Silver was very excited today, managing a 3.5% intraday swing from low to high (near the highs of the week). Copper managed a solid day and we note that Oil and Copper are converging again on the USD shift this week. Gold is the under-performer on the week so far (down around 1%) but managed a positive day today.

These commodity moves (most specifically Gold and Oil) helped provide some support for CONTEXT which remained biased positive relative to ES most of the day.

The FT rumor caused ES to rally up and converge perfectly with CONTEXT (the broad risk asset basket-based indicator of equity value - dark blue), but equities gave it all back and then some, to close very fractionally lower on the day at the end of the futures session (with the drop continuing post the cash close). ES oscillated in a tight range around VWAP (light blue) for most of the day but as is evident the 1% rally (almost 3 standard deviations away from VWAP) in the last hour, quickly reverted with ES perfectly balanced at VWAP at the cash close and finding some volume pickup in sellers as the futures traded on for 15 more minutes. CONTEXT (dark blue line in chart above) remains a little more bid - helped by TSY levels and curve shape shifts - as we note 30Y TSY closed near its high yield of the day, not retracing as aggressively as stocks.

 

The curve notably steepened, and 2s10s30s (another CONTEXT driver) rallied strongly - both supporting the fact that broad risk assets are positively biased relative to stocks here at the close. A similar picture is evident in credit markets.

IG and HY initially lagged the ramp up in ES, but given how quiet it was, they were reracked tighter only to stay near their tights and not retrace wider as stocks old off into the close. HYG (the high yield bond ETF) managed another miracle outperformance day, remains expensive to NAV and HY spreads.

One of our more accurate signals popped up this afternoon. The bearish divergence of equity index implied correlation (green) relative to VIX (red - futures) suggests that while vol was compressing at the index level, it was bid relative to the underlying names as implied correlation closed above 80 for the first time in 2 weeks. This means market makers were more than willing to soak up this 'crash risk' as we head into the EU summit.

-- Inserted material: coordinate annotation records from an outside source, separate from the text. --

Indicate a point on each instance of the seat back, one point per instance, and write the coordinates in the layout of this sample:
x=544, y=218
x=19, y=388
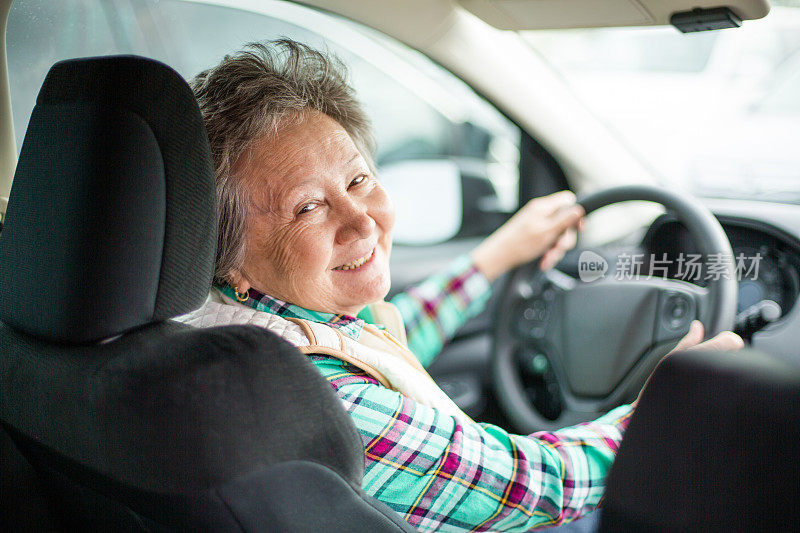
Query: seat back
x=714, y=445
x=130, y=420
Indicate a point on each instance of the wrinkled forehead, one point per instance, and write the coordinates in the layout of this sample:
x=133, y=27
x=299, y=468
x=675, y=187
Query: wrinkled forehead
x=303, y=154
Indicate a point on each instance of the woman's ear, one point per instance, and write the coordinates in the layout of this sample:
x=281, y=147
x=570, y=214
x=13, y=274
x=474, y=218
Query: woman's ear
x=239, y=282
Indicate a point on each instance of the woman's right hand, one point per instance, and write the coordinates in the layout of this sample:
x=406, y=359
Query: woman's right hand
x=727, y=341
x=693, y=341
x=544, y=227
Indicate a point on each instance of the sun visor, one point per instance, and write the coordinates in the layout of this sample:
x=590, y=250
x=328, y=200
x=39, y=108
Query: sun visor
x=556, y=14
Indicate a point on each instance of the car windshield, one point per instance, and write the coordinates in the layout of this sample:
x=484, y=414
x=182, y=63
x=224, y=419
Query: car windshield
x=715, y=113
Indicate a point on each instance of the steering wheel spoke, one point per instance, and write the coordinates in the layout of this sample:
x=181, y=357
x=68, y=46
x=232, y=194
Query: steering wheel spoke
x=568, y=350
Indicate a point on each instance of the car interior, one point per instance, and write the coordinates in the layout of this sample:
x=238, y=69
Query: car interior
x=116, y=417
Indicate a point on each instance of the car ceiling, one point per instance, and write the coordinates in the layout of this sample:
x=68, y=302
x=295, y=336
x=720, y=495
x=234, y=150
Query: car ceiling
x=531, y=94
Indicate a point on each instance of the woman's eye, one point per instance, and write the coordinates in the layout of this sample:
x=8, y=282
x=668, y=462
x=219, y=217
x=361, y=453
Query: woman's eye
x=306, y=208
x=359, y=180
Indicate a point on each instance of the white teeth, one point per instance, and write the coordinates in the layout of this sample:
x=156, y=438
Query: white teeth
x=357, y=263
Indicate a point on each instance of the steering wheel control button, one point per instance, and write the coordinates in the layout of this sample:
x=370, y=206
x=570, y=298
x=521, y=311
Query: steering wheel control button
x=676, y=312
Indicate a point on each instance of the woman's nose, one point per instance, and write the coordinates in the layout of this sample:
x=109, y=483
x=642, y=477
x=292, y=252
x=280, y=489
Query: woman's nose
x=355, y=223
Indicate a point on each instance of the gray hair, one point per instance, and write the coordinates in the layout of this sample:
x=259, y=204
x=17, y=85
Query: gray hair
x=252, y=93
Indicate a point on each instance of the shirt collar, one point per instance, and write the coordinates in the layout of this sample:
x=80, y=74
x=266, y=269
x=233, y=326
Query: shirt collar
x=349, y=325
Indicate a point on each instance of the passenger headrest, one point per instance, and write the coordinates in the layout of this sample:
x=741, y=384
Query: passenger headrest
x=111, y=222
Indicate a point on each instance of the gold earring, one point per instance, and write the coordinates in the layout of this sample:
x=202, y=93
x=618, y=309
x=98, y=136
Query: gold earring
x=241, y=296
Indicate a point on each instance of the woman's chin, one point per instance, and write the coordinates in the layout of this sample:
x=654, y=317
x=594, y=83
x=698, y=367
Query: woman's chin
x=366, y=284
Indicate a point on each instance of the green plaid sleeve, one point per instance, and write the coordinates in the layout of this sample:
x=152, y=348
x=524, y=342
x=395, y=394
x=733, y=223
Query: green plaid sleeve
x=435, y=309
x=439, y=474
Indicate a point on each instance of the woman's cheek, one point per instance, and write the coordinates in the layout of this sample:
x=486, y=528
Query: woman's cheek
x=384, y=209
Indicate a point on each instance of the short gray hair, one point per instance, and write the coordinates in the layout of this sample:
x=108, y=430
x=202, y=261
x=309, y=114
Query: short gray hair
x=254, y=92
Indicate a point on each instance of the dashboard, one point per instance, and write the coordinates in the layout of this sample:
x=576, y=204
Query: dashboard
x=755, y=228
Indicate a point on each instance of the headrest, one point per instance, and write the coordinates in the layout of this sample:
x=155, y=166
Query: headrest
x=111, y=222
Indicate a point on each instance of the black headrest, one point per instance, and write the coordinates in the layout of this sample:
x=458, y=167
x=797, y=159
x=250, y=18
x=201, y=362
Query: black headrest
x=714, y=445
x=111, y=219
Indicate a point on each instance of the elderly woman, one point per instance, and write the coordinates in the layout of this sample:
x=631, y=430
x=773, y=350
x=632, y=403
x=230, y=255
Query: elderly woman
x=305, y=233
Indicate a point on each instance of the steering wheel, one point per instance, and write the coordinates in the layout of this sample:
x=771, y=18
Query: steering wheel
x=567, y=350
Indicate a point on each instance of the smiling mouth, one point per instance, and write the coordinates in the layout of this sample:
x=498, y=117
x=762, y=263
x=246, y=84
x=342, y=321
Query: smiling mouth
x=352, y=265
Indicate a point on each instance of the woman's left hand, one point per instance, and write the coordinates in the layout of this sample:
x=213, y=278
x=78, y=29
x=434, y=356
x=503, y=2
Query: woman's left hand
x=545, y=227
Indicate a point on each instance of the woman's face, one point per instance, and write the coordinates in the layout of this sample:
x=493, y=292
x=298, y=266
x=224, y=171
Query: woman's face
x=319, y=227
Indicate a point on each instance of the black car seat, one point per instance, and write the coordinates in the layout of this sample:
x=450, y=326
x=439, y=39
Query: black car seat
x=714, y=445
x=130, y=420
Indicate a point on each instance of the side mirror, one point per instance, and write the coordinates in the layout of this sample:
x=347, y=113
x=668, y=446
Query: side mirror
x=428, y=199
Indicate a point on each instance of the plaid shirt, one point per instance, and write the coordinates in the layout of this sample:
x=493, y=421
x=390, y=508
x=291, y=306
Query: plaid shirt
x=440, y=474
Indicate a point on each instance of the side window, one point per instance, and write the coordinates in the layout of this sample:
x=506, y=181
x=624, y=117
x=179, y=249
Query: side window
x=449, y=159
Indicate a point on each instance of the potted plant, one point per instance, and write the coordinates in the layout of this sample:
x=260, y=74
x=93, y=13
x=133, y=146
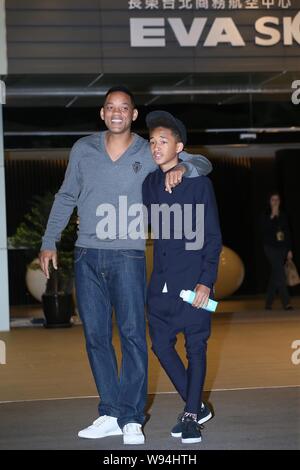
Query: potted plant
x=57, y=300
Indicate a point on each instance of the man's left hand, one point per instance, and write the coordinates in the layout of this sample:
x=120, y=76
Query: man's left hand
x=202, y=296
x=174, y=177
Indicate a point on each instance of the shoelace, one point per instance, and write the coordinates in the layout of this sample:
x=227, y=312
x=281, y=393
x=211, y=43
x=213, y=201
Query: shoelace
x=180, y=416
x=100, y=420
x=191, y=424
x=132, y=427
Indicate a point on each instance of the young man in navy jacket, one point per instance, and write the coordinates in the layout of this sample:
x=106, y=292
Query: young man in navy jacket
x=187, y=246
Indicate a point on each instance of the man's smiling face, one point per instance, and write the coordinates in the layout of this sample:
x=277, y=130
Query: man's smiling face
x=118, y=112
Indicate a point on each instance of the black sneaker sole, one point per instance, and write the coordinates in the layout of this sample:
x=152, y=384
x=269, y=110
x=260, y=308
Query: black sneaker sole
x=191, y=440
x=201, y=421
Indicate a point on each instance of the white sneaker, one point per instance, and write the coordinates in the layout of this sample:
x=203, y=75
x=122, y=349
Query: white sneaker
x=103, y=426
x=133, y=434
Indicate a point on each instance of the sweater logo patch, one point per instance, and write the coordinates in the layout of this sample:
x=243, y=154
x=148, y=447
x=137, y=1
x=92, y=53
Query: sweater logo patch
x=136, y=166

All-in-all, broad risk markets suggest ES overshot to the downside after the close and will revert modestly higher this evening. The TSY-to-EUR repatriation-flow argument seems to be increasingly driving ES whiplash and we would expect only a decent flattening and compression will draw CONTEXT lower and support a more negative bias to stocks here. The implied correlation divergence is generally a worrying sign for risk appetite suggesting pros starting to hedge macro risk into the EU summit.